Written by Daniel Tidemann and Sam Shaw
New international students arriving in Aarhus have complained that it is difficult to find good student housing close to the universities.. Now the people behind BaseCamp Student are looking to help solve that issue.
Housing for young people – especially students – in the bigger cities is always a hot topic at the municipality elections in Denmark. For a lot of students it can be hard to afford the rent of an apartment. Therefore a lot of young people want more housing in central locations of Aarhus so they can live close to the place where they are studying and still be able to afford it.
According to a report from the Danish Civil Aviation and Railway Authority of 2019 there were a total of 12.400 apartments targeted for students in Aarhus.
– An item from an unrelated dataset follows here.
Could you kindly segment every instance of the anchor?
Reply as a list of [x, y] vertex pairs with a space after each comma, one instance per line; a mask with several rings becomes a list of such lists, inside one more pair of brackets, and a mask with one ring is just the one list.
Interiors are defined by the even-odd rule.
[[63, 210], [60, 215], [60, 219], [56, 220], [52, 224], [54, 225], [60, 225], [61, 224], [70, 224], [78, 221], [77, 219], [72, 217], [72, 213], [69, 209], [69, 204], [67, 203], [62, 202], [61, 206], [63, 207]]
Now the construction company Raundahl & Moesby is looking to increase that number by building 663 new furnished rooms in the Northern Aarhus area, specifically intended to be used by international students at the surrounding universities.
The 21,000 m2 site will be home to 4 buildings that will be completed with both common kitchens and tea kitchens, personal bathrooms and a host of facilities such as a cinema, fitness lounge, and a roof terrace. The terrace will supposedly give occupants “a view over the whole of Aarhus.”
According to the leader of the building project, Michael Holst Christensen, construction will be completed at the site by May 2023 at the latest. Initial work began on the site around January of this year, so whilst this may seem like a quick turnaround for a large scale project many students have been at a disadvantage due to the noise pollution caused from the foundations being laid. This is due to the pile driving going on at the site, which is an important part of constructing the supporting foundations of a building.
Tove W. Tjørnfelt, the receptionist at the nearby Danish School of Media and Journalism, gave her opinion on the timing and the noise of the construction, “When the builders first arrived at the school in January, we questioned why they couldn’t have started last term, when nobody was here because of lockdown. Now, they are going to be here until at least December. You can feel the vibrations of the construction through the floor!”
So the noise from the construction has clearly had a knock on effect for the surrounding universities. But upon completion, the new buildings should hopefully improve the quality of life for international students ten fold.